Based on the company’s explanation, it sounds like they intended this as a sort of catch-all for behavior that wasn’t covered by their policy or the law, but was sufficiently clearly abusive to damage the reputation of a provider who allowed it. But you can certainly understand why people read it as reserving the right to disconnect people who criticize the company, and in any event, it does seem way too vague: Who wants to risk losing their service based on such ill-defined criteria? Significantly, though, I don’t see anybody claiming that AT&T or Verizon (which had similar language) ever actually did suspend a user’s account for this reason. It appears to have been one more overbroad bit of legal boilerplate drafted by a lawyer paid to shield the company from liability in as many contingencies as possible, and promptly changed when users complained. More importantly, and at the risk of stating the obvious, this isn’t really a question of network architecture. Such a broad provision could surely be enforced in a way that was contrary to the spirit of the open Internet, but it’s ultimately a provision about how AT&T treats its customers, not about how routers treat packets. Many things might be wrong with it, but violating the end-to-end principle embodied in the TCP/IP protocol isn’t one of them. Indeed, there’s nothing really Internet specific about this at all: An offline business could attempt to refuse service to people who publicly criticize the company in the newspapers. Mercifully, such behavior seems rare, but if you’re worried about the potential for a certain class of abusive contracts aimed at squelching speech isn’t that where the remedy should aim?

Second (via Seton Motley), there’s the ongoing scuffle between Cablevision and Fox. Presumably in hopes that Cablevision would be under more pressure to cut a deal for Fox cable channels if their subscribers couldn’t just get Fox content online, Fox blocked access to their Internet video content for Cablevision subscribers, prompting Art Brodsky of Public Knowledge to fret about the danger to the open Internet. He acknowledges that normally, folks worried about neutrality have focused on the threat of ISPs leveraging access over the pipes to control content, but asserts that “it shouldn’t matter who is keeping consumers away from the lawful content.”

This is just weird. Media companies “keep consumers away from lawful content” all the time! Netflix won’t let me stream their movies unless my subscription is paid up. If I try to access academic articles on JSTOR from home, whoops, I’m blocked! I have to be visiting from an IP address at Cato or some other academic institution that’s made a deal with JSTOR for access. BBC won’t let me watch Sherlock or Doctor Who on their Web site, because they’ve sold the U.S. rights to PBS and SyFy, respectively. “Net Neutrality” and “Open Internet” have a dizzying array of different definitions, but even so, the idea that either obligates content providers to make their content equally available, for free, to every user is… novel.
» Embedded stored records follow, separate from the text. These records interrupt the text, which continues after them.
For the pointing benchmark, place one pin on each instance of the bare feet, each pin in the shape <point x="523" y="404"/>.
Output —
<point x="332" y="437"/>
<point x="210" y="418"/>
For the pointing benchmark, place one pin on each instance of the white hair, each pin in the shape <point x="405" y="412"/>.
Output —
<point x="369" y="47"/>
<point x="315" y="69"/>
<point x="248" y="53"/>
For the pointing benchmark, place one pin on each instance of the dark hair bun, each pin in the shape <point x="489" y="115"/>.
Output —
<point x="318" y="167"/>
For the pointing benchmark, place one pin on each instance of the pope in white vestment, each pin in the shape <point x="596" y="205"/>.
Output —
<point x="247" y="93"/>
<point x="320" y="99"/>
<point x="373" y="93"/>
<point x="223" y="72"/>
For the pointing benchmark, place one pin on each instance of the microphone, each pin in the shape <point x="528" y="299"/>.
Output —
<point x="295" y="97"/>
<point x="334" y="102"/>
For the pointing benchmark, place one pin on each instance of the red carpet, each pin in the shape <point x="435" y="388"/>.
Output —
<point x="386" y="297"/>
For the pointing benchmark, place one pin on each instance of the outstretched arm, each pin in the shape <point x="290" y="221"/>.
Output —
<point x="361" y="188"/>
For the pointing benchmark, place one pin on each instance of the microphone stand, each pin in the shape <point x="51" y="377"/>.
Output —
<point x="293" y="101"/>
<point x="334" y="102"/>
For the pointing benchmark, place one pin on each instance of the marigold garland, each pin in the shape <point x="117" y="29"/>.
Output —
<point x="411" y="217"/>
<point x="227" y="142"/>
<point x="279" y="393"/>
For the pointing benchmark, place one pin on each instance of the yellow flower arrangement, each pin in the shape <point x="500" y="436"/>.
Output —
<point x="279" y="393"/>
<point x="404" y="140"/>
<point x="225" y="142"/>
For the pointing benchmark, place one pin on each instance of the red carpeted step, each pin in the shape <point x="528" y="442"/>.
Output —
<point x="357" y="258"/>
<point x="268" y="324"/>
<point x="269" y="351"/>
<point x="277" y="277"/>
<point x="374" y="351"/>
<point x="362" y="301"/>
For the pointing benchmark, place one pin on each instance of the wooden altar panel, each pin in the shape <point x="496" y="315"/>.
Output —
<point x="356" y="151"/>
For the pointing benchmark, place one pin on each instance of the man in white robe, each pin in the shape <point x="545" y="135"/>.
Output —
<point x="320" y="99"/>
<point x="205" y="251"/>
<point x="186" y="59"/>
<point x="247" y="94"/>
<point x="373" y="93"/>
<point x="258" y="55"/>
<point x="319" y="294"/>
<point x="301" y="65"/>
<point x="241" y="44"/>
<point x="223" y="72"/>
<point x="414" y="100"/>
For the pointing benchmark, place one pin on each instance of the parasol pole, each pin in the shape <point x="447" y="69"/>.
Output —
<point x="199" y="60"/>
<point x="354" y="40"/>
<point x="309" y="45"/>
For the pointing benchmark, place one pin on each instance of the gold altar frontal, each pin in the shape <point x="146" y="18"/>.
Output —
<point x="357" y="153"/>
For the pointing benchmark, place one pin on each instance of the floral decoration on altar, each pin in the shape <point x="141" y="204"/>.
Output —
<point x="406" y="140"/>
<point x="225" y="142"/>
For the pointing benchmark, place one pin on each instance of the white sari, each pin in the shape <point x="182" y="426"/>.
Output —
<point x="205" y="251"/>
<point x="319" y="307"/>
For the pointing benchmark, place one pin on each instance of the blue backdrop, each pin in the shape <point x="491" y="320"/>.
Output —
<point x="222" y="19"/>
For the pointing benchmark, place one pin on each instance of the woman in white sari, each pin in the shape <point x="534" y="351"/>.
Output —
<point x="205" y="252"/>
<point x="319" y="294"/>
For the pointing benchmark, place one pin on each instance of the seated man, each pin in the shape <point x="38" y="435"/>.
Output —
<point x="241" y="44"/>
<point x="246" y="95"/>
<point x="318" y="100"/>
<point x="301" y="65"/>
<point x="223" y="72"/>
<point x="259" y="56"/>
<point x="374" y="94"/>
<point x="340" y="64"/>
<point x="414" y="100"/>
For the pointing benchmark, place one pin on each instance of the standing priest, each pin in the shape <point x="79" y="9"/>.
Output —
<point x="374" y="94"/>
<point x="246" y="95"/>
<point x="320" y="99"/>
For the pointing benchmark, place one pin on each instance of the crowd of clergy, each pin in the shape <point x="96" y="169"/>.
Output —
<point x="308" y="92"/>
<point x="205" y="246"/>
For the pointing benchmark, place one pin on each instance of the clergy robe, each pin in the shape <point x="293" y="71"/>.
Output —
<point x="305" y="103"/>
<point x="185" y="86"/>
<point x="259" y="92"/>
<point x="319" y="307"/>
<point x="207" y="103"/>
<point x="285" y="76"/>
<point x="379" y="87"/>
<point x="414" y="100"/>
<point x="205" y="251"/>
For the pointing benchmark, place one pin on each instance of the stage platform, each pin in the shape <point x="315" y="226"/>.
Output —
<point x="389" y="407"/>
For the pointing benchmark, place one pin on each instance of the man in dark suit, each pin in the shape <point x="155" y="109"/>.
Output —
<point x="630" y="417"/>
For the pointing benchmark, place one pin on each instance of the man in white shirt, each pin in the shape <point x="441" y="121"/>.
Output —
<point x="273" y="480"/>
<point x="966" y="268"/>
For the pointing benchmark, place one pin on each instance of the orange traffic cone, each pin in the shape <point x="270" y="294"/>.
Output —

I harp on this because I think it indicates how muddled a lot of the debate over “neutrality” has gotten. People have a whole welter of heterogeneous concerns about the future of the Internet that increasingly seem to be lumped under the rubric of “non-neutrality” or “network discrimination,” which both obscures the plurality of potential problems and begs the question of whether, assuming a policy remedy is necessary, “neutrality” regulation is actually the ideal silver bullet response to all these diverse concerns. If there were no downside to mandated neutrality—if there were no risk of opening the door to regulatory gamesmanship, and if every imaginable deviation from neutrality were plainly harmful—then this might not be such a big deal. If there are potential downsides, though, it behooves us to get a little more granular and look specifically at what we’re concerned about, and whether there are less sweeping mechanisms that would work to address the problem.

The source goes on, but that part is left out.